What can we achieve by establishing common ground with our detractors? Simply, we can gain their ear. R.C. Sproul illustrates, in his lecture Christ: The Only Way, how to connect with people through searching for an agreement. After a skeptical professor singles him out, Sproul gets the opportunity to dialogue with the individual in a private conversation concerning the exclusivity of the Gospel. He begins his apologetic by connecting with the professor on an intellectual agreement. He asks hypothetically, “Do you believe that Jesus could be at least one way?” By asking this simple question, Sproul has extended a bridge to conversation instead of erecting a wall that would stifle dialogue. Sproul then has the ability to share his reasoning with a listening audience.
The Apostle Peter writes, “But sanctify the Lord God in your hearts: and be ready always to give an answer to every man that asketh you a reason of the hope that is in you with meekness and fear:”(1Pe 3:15 KJV). Many people know the reason for our hope, but forsake sharing it in a spirit of meekness and fear. Although, the person may object to the truth claims of Christ, the individuals we are speaking with are made in the image of God and we must remember their intrinsic value. By establishing a common ground, we demonstrate that we value the individual’s thoughts. This aids in our receptivity.
For a biblical example, the Apostle Paul utilizes this approach at Mars Hill. The Bible records,
Then Paul stood in the midst of Mars’ hill, and said, Ye men of Athens, I perceive that in all things ye are too superstitious. 23 For as I passed by, and beheld your devotions, I found an altar with this inscription, TO THE UNKNOWN GOD. Whom therefore ye ignorantly worship, him declare I unto you (Act 17:22-23 KJV).
Paul could have verbally assaulted the audience for their polytheism, but he builds a bridge by using their superstitions. After gaining their ear, he launches into sharing the truth of the Gospel. This is exactly the technique R.C. Sproul used in dealing with a skeptical scholar.
Am I saying to candy-coat the message? In a sense, I am. Please put the stones down and allow me to explain. Unequivocally, we should share the truth of the Gospel without compromise for eternal souls hang in the balance.

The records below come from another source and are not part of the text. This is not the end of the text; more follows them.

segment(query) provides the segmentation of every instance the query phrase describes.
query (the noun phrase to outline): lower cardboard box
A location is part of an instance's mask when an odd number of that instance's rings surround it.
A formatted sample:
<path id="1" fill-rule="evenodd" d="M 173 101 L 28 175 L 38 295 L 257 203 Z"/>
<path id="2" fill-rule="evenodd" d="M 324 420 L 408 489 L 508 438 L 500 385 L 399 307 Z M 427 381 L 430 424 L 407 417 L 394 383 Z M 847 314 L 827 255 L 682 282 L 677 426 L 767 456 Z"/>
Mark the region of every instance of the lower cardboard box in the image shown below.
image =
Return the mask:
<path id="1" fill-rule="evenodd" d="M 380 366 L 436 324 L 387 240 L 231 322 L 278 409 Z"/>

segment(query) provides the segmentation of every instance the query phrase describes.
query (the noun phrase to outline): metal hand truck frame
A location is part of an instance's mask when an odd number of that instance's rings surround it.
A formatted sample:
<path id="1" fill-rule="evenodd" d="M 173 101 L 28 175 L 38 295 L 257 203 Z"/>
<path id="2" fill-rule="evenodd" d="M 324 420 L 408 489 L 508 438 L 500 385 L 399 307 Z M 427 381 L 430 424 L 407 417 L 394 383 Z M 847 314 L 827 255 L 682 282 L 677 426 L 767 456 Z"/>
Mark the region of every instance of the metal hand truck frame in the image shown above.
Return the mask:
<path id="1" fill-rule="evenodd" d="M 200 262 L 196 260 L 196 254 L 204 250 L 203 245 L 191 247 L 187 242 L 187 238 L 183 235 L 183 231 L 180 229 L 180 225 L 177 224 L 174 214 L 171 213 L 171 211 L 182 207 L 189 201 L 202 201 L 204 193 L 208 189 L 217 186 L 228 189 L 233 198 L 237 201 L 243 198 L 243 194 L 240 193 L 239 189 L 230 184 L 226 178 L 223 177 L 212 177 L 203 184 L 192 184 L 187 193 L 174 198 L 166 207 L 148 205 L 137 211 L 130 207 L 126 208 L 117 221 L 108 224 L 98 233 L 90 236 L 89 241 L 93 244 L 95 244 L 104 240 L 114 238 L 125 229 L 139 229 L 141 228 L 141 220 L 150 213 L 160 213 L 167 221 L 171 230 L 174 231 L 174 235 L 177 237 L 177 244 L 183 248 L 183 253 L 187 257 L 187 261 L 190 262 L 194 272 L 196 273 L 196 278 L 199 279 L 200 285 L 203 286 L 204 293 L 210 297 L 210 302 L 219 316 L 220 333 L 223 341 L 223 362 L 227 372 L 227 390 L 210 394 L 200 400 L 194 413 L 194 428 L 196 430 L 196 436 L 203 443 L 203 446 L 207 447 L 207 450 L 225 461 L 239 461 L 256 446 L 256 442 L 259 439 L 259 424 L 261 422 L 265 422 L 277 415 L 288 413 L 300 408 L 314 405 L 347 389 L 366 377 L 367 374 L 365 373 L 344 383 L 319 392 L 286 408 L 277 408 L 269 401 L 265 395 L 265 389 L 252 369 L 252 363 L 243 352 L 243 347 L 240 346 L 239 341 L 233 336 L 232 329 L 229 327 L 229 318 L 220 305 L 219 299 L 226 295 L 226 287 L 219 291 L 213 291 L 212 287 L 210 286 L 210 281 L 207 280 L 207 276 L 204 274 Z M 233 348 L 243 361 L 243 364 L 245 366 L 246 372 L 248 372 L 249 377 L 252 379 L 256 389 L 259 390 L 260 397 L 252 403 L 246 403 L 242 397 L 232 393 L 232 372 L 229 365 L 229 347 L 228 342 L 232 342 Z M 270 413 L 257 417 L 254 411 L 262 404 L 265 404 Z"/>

However, we can package it in a manner more appealing to the ear of our audience. For illustration, when my dog was sick it needed medicine to heal. I attempted to force feed the pup a pill, but time after time a saliva-covered pill plummeted to the ground. So, what did I do? I put the pill in a spoon of peanut butter and the dog gobbled it down. Now did I reduce the amount of medicine given to my canine companion? No. I merely presented in a manner he would receive. The same principle, when applied to our exchanges with skeptics, should not be found illegitimate.
In conclusion, I am not opposed to given the hard-hitting meat of the word, but are they ready for it? By finding common ground, it allows the delivery of truth to be more palatable. Of course, there comes a point of no return and truth is either accepted or rejected, but as we see in Sproul’s (and even Paul’s) example they attempt to establish a foundation for reasonable dialogue to progress. Our wit will never bring salvation to anyone, but we can in a loving and respectful way present God’s word to others. In my opinion, if we can continue the conversation, they will continue to ponder our position and remember truth is on our side.